Table 1 summarizes the involvement of females in OSS projects. The percentage of females range from 3.4% to 5.8% which is drastically less than the average numbers presented in the annual report of GitHub [6]. When normalizing these numbers by genders, we noticed that women contribute slightly less than men except for the Moby project where women outperform (20.08% vs. 18.73% for men). Apparently, in the Angular.js project, the productivity of men is two times higher than women in terms of commits (2.79% vs. 5.86%). Similarly, we report on the difference of productivity for other projects (Moby = 0.9; Rails = 2.3; Django = 2.9; ElasticSearch = 1.6; TenserFlow = 1.4).

Moreover, Table 4 shows the evolution of the activity related to both genders (due to lack of space, we report data only for Angular.js). Although OSS projects keep attracting both genders, the number of active contributors (i.e., committing and commenting) decreases proportionally for both genders.

figure c
Table 4. Activity evolution. Example of Angulat.Js project.

6 Threats to Validity

This section discusses the threats that might have affected our findings, and how we have alleviated these threats.

Threats to Internal Validity concern alternative factors that could have influenced our results. This exploratory study might suffer from at least the similar threats that other studies using GitHub Data do [21] related to possible issues with data gathering and the missing of validation. We believe that using a large amount of data mitigates this threat. Another threat relates to the accuracy of gender prediction. Various approaches and tools to infer gender based on names and countries have been proposed in the literature [4, 22, 23]. Most of these tools rely on English names stored in databases. However, these heuristics have not been yet empirically validated with GitHub data. We tried three tools [4, 14, 15], and found that each has strengths and drawbacks. We used Namsor, a commercial tool with the assumption that it provide the most accurate results. We also assume the gender is a binary attribute.

Threats to construct validity consider the agreement between a theoretical concept and a specific measuring procedure. One threat considers the intrinsic blind spots when investigating consecutive snapshots of a dynamic social network over time-stamps (years). Indeed, there is no way to ensure that years are the “optimal” time-stamps to represent the snapshots of our social networks in order to capture the evolvement and interaction between nodes (contributors). Therefore, tracking a community evolution in such a constraint can yield evolving observations in a non-consecutive way. Furthermore, some important events (e.g., major releases, vision changes, etc.) that communities may undergo across time-stamps will not be detected and will be difficult to predict.

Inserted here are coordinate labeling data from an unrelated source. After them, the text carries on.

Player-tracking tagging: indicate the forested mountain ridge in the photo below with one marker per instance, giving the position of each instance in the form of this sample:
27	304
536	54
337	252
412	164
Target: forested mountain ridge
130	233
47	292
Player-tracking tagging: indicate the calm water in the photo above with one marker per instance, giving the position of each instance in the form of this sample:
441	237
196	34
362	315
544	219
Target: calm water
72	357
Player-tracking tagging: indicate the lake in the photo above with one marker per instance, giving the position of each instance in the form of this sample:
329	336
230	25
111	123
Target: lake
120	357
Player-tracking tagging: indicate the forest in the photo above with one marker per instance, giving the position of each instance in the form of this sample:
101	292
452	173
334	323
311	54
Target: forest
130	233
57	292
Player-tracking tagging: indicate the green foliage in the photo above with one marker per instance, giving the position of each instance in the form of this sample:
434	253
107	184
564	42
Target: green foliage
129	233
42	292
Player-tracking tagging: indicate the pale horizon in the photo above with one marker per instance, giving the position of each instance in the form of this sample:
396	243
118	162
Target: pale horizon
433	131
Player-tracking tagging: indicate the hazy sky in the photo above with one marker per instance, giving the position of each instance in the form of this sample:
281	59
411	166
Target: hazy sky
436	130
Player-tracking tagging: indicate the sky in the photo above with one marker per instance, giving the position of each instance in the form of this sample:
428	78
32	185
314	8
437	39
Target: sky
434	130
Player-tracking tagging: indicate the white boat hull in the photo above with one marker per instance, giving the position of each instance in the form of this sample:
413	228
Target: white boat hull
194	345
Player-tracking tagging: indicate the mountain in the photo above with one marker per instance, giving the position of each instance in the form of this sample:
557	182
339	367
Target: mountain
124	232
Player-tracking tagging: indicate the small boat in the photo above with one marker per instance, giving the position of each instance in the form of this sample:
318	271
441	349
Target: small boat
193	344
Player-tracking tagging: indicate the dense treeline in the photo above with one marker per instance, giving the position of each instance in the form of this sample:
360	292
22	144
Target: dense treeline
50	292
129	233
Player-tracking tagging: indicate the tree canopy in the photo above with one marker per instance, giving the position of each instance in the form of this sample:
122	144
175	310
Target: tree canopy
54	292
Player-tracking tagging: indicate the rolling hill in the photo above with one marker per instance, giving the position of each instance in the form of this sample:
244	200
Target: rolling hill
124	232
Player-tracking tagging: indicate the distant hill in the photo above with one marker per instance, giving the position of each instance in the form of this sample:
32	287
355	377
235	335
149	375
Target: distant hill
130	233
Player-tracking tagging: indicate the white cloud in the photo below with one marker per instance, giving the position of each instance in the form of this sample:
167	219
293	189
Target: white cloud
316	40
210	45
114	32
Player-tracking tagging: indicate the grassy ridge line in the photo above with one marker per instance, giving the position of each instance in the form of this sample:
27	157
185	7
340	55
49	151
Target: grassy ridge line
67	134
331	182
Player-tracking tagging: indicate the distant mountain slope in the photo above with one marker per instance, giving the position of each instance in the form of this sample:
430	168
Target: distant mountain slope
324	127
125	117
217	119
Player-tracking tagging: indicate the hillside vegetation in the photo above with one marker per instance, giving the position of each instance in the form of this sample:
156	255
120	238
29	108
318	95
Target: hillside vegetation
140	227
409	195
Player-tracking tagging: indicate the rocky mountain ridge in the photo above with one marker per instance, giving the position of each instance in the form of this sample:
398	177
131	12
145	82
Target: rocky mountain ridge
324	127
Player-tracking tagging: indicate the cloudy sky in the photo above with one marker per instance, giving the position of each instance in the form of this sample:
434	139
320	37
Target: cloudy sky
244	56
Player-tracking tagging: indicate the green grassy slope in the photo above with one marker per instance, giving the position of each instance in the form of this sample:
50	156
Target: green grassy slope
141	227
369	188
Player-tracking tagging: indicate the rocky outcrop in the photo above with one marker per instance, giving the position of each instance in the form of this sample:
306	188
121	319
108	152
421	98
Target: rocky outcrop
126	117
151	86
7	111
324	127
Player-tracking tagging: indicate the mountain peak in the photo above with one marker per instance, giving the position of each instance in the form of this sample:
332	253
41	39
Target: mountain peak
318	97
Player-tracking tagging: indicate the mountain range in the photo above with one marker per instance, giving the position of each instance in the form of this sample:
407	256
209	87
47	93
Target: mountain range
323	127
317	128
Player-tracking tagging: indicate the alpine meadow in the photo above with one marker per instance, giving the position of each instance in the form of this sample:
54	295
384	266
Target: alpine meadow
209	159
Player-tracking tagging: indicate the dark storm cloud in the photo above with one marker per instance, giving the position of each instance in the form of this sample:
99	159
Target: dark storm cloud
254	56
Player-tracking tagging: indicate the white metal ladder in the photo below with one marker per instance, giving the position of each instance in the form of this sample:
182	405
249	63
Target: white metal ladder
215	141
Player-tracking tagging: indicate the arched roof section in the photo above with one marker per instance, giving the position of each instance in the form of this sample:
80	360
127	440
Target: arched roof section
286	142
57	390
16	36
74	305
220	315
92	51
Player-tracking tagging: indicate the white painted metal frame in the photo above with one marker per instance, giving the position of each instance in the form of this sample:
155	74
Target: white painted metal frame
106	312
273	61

Threats to external validity relate to the generalization of our findings. We only considered six OSS projects from GitHub. Thus, we cannot assume a generalization to all projects hosted on GitHub or other platforms such as GitLab and Bitbucket, even though there is no inherent reason why they would be biased.

7 Conclusion

We have used SNA approach to study gender diversity within six GitHub communities. We first examined the position of both genders within social networks and their interactions and found that females are spread over the overall network including Core and Peripheral members. Next, we tracked back the evolvement of the upper quartile of the female developers that contribute the most according to the: number of commits, comments, and Pull Request. We found that there is no statistical difference regarding the performance cross-gender except for the project Moby. Finally, even if females are underrepresented in OSS communities, they contribute in building a sustainable collaborative social capital for open software.

The results of this study motivate further fine-grained analysis of female’s implication in OSS that will (i) investigate the quality of work in terms of introduced bugs or complexity; (ii) explore further socio-technical interactions of women to understand the value of their contributions; (iii) characterize projects attractiveness for women.